Forse non è un caso che il fallimento di SVB sia seguito proprio all’incontro tra Russi e Cinesi, come se fosse una manovra concordata. Per carità non ho alcuna prova né alcun elemento per sostenere che davvero fosse stato concordato a Mosca il calcio alla gamba che reggeva il tavolo SVB e a quello del tavolo Credit Suisse. Se fosse così, sarebbe una dichiarazione di guerra. Ma che subito dopo Sauditi e Cinesi annuncino al mondo il totale rovesciamento della situazione politica in medio oriente e delle alleanze, con il ritrovato compattamento del mondo islamico per cacciare via i colonialisti occidentali, difficilmente è un caso. Staremo a vedere, alla fine la verità verrà a galla. Nel frattempo, uno per volta, gli strumenti del potere finanziario vanno in crisi comatose: ora sta toccando a First Republic Bank negli Usa e a Deutsche Bank in Europa e credo che ne vedremo altre bruciare in poche ore come un cerino. Uno per volta, né russi né cinesi hanno fretta come la loro storia dimostra.

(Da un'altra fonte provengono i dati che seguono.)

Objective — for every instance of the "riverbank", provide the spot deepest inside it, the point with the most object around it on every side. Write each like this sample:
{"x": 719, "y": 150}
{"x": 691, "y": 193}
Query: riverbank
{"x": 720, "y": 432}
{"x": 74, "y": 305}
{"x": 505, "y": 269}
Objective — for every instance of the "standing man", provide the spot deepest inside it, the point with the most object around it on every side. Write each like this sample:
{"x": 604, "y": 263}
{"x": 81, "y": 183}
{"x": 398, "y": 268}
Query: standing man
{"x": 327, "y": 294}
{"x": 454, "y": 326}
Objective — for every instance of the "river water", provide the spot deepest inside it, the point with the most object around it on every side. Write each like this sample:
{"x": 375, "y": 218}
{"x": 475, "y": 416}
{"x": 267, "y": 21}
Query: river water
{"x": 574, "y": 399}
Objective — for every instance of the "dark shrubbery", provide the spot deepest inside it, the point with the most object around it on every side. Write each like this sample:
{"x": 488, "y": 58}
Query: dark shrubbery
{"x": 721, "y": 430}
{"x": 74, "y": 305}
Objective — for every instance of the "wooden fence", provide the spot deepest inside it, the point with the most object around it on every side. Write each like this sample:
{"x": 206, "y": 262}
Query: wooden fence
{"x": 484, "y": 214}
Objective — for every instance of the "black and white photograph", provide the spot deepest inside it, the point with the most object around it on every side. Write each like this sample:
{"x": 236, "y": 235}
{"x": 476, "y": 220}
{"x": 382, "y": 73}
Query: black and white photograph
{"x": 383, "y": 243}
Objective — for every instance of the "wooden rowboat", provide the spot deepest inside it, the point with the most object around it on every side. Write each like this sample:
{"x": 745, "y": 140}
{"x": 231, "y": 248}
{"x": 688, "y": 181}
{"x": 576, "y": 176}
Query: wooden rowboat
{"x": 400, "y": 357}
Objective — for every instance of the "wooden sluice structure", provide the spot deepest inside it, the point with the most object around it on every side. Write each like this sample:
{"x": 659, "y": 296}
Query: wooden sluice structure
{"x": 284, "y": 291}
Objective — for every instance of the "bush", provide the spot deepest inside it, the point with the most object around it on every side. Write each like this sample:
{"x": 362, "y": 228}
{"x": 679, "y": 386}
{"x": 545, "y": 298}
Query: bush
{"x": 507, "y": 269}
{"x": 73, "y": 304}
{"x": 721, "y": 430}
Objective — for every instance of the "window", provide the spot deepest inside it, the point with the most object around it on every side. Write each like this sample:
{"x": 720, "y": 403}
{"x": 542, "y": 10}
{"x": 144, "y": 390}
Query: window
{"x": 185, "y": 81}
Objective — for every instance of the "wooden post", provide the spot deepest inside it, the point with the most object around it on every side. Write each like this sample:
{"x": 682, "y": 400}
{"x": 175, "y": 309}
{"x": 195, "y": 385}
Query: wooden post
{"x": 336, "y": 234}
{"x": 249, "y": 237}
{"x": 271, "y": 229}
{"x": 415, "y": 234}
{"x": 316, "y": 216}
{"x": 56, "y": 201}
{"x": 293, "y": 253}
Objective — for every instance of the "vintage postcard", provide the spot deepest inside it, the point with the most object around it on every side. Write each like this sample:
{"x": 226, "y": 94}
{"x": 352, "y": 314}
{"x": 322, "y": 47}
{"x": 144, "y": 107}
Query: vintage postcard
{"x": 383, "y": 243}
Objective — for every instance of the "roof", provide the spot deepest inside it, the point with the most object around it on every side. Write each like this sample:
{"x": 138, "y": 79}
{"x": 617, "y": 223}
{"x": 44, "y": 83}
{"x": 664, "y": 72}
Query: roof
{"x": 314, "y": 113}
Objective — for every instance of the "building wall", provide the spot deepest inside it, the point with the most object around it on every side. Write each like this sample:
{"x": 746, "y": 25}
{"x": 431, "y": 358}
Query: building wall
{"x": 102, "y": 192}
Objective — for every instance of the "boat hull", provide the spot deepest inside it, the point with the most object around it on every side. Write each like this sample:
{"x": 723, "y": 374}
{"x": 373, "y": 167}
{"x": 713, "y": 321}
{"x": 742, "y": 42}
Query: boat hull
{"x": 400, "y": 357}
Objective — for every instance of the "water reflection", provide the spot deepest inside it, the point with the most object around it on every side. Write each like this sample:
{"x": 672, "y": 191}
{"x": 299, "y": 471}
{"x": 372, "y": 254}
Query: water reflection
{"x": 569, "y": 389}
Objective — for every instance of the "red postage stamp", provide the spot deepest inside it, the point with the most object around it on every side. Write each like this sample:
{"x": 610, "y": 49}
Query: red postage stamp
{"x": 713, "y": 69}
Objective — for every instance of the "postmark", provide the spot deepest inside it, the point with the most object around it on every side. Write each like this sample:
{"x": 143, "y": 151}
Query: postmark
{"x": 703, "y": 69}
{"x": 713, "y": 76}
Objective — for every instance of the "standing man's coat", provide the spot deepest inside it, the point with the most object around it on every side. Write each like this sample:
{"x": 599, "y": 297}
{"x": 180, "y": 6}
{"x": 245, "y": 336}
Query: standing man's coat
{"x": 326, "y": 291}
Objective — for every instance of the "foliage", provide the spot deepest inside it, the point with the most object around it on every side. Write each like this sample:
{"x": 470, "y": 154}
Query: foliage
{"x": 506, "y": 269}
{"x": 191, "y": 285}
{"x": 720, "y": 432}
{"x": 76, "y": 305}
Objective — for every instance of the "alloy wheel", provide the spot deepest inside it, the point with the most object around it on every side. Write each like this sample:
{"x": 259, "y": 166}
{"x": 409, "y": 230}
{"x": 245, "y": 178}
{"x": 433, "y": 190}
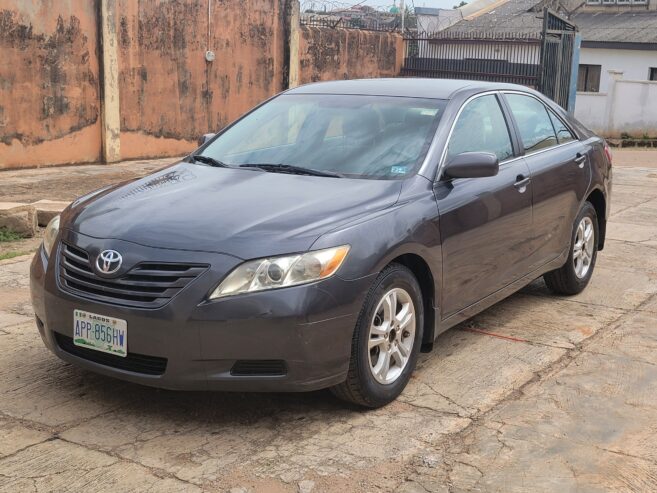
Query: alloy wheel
{"x": 392, "y": 335}
{"x": 584, "y": 246}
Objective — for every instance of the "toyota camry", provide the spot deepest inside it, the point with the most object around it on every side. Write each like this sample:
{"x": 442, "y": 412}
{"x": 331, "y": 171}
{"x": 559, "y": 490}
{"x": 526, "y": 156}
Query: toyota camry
{"x": 325, "y": 238}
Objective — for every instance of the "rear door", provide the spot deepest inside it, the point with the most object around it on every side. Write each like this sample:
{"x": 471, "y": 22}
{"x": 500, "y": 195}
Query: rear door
{"x": 560, "y": 172}
{"x": 485, "y": 223}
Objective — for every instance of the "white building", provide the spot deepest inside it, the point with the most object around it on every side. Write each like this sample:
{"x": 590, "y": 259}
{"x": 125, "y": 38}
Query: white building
{"x": 617, "y": 80}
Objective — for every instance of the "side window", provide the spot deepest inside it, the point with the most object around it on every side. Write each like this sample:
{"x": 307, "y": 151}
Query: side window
{"x": 481, "y": 127}
{"x": 533, "y": 121}
{"x": 563, "y": 134}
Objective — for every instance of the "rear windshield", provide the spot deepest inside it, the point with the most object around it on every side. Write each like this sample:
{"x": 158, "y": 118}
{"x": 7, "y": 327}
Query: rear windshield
{"x": 356, "y": 136}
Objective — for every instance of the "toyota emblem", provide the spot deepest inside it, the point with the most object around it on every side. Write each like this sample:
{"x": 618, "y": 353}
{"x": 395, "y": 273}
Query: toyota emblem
{"x": 109, "y": 261}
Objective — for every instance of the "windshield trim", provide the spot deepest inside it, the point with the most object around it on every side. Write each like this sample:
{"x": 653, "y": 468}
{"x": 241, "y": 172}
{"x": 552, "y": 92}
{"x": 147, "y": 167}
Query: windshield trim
{"x": 418, "y": 166}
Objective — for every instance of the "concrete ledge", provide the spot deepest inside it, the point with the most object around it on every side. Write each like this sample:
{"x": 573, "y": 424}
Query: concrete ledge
{"x": 20, "y": 218}
{"x": 47, "y": 209}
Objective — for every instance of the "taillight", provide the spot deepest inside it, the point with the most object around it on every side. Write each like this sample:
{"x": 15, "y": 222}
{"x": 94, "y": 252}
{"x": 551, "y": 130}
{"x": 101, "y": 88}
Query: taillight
{"x": 608, "y": 153}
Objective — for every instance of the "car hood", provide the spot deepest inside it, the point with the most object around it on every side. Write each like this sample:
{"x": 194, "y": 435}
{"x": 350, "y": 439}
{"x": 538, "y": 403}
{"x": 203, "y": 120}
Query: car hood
{"x": 244, "y": 213}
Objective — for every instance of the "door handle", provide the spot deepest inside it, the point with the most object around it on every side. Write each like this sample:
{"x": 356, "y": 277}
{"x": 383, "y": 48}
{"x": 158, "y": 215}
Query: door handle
{"x": 521, "y": 183}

Il terzo mondo ha già scelto la guida della Cina e l’accompagnamento dell’ombrello nucleare russo per liberarsi dei colonialisti anglosassoni ed europei, portatori della democrazia delle bombe, dell’usura rapinosa, dei tradimenti e dei colpi di stato.

È chiaro che il mondo unipolare dominato dagli Usa e dalla cultura anglosassone è irrimediabilmente finito e un diverso ordine mondiale si sta profilando con sempre maggiore chiarezza. La visita di Xi Jinping a Mosca si è conclusa con una esplicita dichiarazione in tal senso e alle dichiarazioni seguiranno atti concreti, non solo da parte di Russia e Cina, ma come stiamo vedendo anche da paesi dell’Asia, dell’Africa, e presto del Sud America e forse dell’Europa. In Serbia, per esempio, dove le bombe della Nato se le ricordano benissimo. Ai circoli massonici e neoconservatori del mondo occidentale non rimane che scatenare la guerra per cercare di mescolare le carte ed evitare un rapido declino. Sta a noi cercare di evitarla, a tutti i costi. I francesi in genere, sono quelli che anticipano i tempi e dettano i temi delle rivoluzioni in Europa. Chissà se anche stavolta sarà così. Certo è stato divertente e paradossale il biasimo a Macron del Ministro degli Esteri iraniano che ha stigmatizzato le violente repressioni poliziesche dei moti francesi di questi giorni. Ah, Nemesis è una dea potente e vendicativa!